# Kindle



## cabby (May 14, 2005)

Anyone selling their kindle.

cabby


----------



## peribro (Sep 6, 2009)

Looking at ebay there are 107,917 kindles and kindle accessories currently for sale!


----------



## cabby (May 14, 2005)

Obviously I am aware that there are 774 for sale on ebay, have got a few on my watch list. 
However if one is for sale on here from a member I would rather give them the money.
But I accept that you were trying to be helpful, did you happen to notice how many for sale on Amazon.

cabby


----------



## listerdiesel (Aug 3, 2012)

Rita bought me a Kindle Fire HD6 for Christmas.
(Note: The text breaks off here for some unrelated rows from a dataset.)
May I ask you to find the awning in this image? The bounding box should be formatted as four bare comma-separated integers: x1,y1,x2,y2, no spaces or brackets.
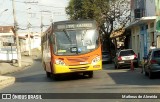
110,16,157,38
126,16,156,29
110,28,125,38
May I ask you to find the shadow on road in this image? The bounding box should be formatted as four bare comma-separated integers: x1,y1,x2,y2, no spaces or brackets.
16,73,92,82
106,68,160,86
16,73,53,82
101,63,160,86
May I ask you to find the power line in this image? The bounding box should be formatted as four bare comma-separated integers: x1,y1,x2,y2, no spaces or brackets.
1,0,67,33
12,0,65,8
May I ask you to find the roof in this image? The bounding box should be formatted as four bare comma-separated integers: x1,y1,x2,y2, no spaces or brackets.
110,28,125,38
126,16,156,29
53,19,96,24
0,26,13,33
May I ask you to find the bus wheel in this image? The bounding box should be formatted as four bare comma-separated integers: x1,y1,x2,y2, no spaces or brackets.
87,71,93,78
53,74,61,81
46,72,51,78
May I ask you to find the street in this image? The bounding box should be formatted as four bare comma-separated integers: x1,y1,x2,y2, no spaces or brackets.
1,59,160,102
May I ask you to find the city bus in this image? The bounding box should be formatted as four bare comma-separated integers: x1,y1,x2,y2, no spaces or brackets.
41,20,102,79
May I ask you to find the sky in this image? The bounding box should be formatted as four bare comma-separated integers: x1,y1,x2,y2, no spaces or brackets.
0,0,69,33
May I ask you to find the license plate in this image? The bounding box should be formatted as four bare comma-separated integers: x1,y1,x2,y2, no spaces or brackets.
119,61,124,63
125,57,130,60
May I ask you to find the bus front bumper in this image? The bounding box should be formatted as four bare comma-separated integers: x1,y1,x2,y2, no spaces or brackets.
53,61,102,74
Terrific screen and loads of things to play with, BUT:

Almost all functions are 'customised' by Amazon, many Android apps won't work on a Kindle. No expansion slot either.

No GPS function on mine, so I couldn't use it as a sat-nav.

I now have a Samsung Galaxy Tab4 8" which does all that the Kindle does but far better, and you have GPS built in. Thousands of apps with no restrictions and a very good screen. 32gb Micro-SD slot as standard.

Rita now has the Kindle and I have the Samsung, which isn't a phone. I also transferred my ebooks over to it as well.

Peter


----------



## nickkdx (May 26, 2009)

Yes, my wife's got a Kindle Paperwhite wifi only for sale, about 18 months old, always been in case ( not selling with case) so in excellent condition with cable but can't find the box. Selling due to change to 3G model.


----------



## boringfrog (Sep 22, 2006)

cabby said:


> Anyone selling their kindle.
> 
> cabby


Do you want a kindle e book reader or a tablet?


----------



## boringfrog (Sep 22, 2006)

nickkdx said:


> Yes, my wife's got a Kindle Paperwhite wifi only for sale, about 18 months old, always been in case ( not selling with case) so in excellent condition with cable but can't find the box. Selling due to change to 3G model.


Can I ask why you bought a 3G version?


----------



## cabby (May 14, 2005)

Well I was looking for my daughter, as she is impressed with mine. However after reading Peter's comments I am going to consider giving mine to her and buying the Galaxy tab4.instead.


cabby


----------



## nickkdx (May 26, 2009)

boringfrog said:


> Can I ask why you bought a 3G version?


Because she wanted to download books and not use our 3 allowance.


----------



## boringfrog (Sep 22, 2006)

cabby said:


> Well I was looking for my daughter, as she is impressed with mine. However after reading Peter's comments I am going to consider giving mine to her and buying the Galaxy tab4.instead.
> 
> cabby


Be aware that tablets are not very good for reading books outdoors.

P.S I have a nexus 7 and a Hudl for sale, cheap to you.


----------



## dghr272 (Jun 14, 2012)

boringfrog said:


> Be aware that tablets are not very good for reading books outdoors.
> 
> P.S I have a nexus 7 and a Hudl for sale, cheap to you.


+1 regarding tablet reading in sunshine, wife has Kindle Fire tablet, but syncs to her Kindle Paperwhite for the beach.

Terry


----------



## listerdiesel (Aug 3, 2012)

I don't read books outdoors, so that's not an issue for me, but I have a Sony E-Reader should I want to.

Within the functionality of the Samsung, book reading is well down my list of features that I wanted.

SatNav, Maps, Music Player, Email, ACSI Sites, LPG Locator and picture storage are what I wanted, plus that expansion slot.

Peter


----------